Monday, January 17, 2011

Slouching Toward Nosiness

So the award for best book title ever, in my opinion, goes to Joan Didion for We Tell Ourselves Stories to Live.  Didion's title is tops because it is both mellifluous (listen to the rhythm of it, breath triplet triplet stab) and true: stories are the stuff of us, what fuels us through the long months and deaths and generations, what keeps us running (our mouths).

So why don't we tell more of them?  And I don't mean manufacture, mind you.  There are plenty of prefab stories available for consumption on your television set, but they are, in general, assembly line productions, designed and crafted specifically to get you to drop some cash.  No, I mean not-for-profit stories, stories made from natural materials, organic stories, stories that are still alive.

I mean you, people.   I want you to blog.

Aren't there enough bloggers in the world, you ask?  Aren't there enough people who think they have something to say?  Well, yes.  But most of them are fourteen years old and have attention spans the size of peas.  You, on the other hand, are lovely, literate folk who appreciate cheese, and I wanna poke my nose into your narratives.

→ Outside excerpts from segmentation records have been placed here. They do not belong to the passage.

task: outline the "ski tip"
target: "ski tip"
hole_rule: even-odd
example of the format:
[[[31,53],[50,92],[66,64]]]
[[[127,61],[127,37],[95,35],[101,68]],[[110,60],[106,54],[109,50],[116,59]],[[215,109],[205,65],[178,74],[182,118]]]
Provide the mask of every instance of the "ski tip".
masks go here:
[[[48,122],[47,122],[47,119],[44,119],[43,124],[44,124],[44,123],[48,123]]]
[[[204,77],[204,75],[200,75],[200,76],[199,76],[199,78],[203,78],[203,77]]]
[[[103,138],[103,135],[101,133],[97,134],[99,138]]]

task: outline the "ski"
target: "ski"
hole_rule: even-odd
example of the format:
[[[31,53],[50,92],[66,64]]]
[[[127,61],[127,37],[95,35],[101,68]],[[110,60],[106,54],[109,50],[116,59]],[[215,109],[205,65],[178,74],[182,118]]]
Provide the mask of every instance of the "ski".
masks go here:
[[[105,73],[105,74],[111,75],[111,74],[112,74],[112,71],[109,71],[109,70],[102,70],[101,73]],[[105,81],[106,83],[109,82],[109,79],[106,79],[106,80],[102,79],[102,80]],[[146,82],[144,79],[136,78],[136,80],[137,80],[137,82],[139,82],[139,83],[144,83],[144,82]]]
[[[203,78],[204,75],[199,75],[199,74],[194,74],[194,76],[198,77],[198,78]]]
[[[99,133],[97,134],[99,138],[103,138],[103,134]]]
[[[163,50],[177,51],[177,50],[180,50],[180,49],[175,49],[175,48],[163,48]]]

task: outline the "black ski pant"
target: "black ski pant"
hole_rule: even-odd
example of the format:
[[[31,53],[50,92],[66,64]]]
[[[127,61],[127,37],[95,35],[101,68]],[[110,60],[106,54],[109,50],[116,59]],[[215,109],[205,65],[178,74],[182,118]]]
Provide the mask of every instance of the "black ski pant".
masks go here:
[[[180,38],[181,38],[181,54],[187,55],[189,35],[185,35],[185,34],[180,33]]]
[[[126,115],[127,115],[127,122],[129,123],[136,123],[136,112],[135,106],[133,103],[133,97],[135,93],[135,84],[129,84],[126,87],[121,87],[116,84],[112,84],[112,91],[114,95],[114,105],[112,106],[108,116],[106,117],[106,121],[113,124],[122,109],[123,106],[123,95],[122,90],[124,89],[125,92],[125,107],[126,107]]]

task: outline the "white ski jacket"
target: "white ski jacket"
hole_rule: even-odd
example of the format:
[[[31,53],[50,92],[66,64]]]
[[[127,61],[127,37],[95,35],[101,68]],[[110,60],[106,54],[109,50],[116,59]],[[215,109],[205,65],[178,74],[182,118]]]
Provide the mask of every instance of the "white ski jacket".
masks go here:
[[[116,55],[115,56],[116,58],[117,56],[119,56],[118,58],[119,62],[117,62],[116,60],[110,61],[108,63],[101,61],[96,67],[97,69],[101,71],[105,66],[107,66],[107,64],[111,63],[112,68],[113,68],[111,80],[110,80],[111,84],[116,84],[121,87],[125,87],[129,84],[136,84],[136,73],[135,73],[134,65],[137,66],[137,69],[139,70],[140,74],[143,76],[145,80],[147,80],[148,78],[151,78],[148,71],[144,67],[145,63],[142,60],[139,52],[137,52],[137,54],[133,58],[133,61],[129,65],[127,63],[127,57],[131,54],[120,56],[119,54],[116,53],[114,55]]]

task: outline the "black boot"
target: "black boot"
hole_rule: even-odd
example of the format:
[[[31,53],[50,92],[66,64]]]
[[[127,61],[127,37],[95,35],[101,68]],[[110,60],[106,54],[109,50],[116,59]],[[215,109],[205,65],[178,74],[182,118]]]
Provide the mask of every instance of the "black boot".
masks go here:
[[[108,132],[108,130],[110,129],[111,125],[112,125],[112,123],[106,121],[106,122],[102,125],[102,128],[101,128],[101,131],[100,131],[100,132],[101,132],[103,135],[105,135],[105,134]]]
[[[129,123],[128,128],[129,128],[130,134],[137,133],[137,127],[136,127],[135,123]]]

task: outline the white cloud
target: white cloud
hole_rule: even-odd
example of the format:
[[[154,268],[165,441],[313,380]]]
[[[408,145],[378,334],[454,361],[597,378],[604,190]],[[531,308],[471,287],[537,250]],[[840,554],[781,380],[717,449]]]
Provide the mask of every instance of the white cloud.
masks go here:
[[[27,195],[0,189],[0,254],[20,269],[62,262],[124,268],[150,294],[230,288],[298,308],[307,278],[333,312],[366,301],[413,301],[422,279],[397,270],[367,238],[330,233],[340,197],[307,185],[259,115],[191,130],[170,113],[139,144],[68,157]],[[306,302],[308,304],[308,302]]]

I hear, on cue, the collective whine: It takes effort!  It takes time!  I am very busy and important!  To which I say, is there anything more important that living?  And if, as the best title ever indicates, we tell ourselves stories to live, the clear implication is that, without stories, we're dead.  So get telling!  It's lonely out here. 

4 comments:

wombat said...

I'm clearly not anti-blogging, but the trouble with creating our own stories is that the creation of them takes effort, even before the effort of sitting down at a keyboard. You're right. There ISN'T anything more important than living. Not even blogging! (Touche?) :)

Anne said...

See, I would say touche, except that I kind of don't think living counts unless you're annotating it. I know, I know: that is in no way a universally accepted position. But it's mine! You already have the infrastructure...

pam said...

I blog. Therefore, I am.

Anne said...

Pam, see, I love your blog! But everybody else needs to get cracking!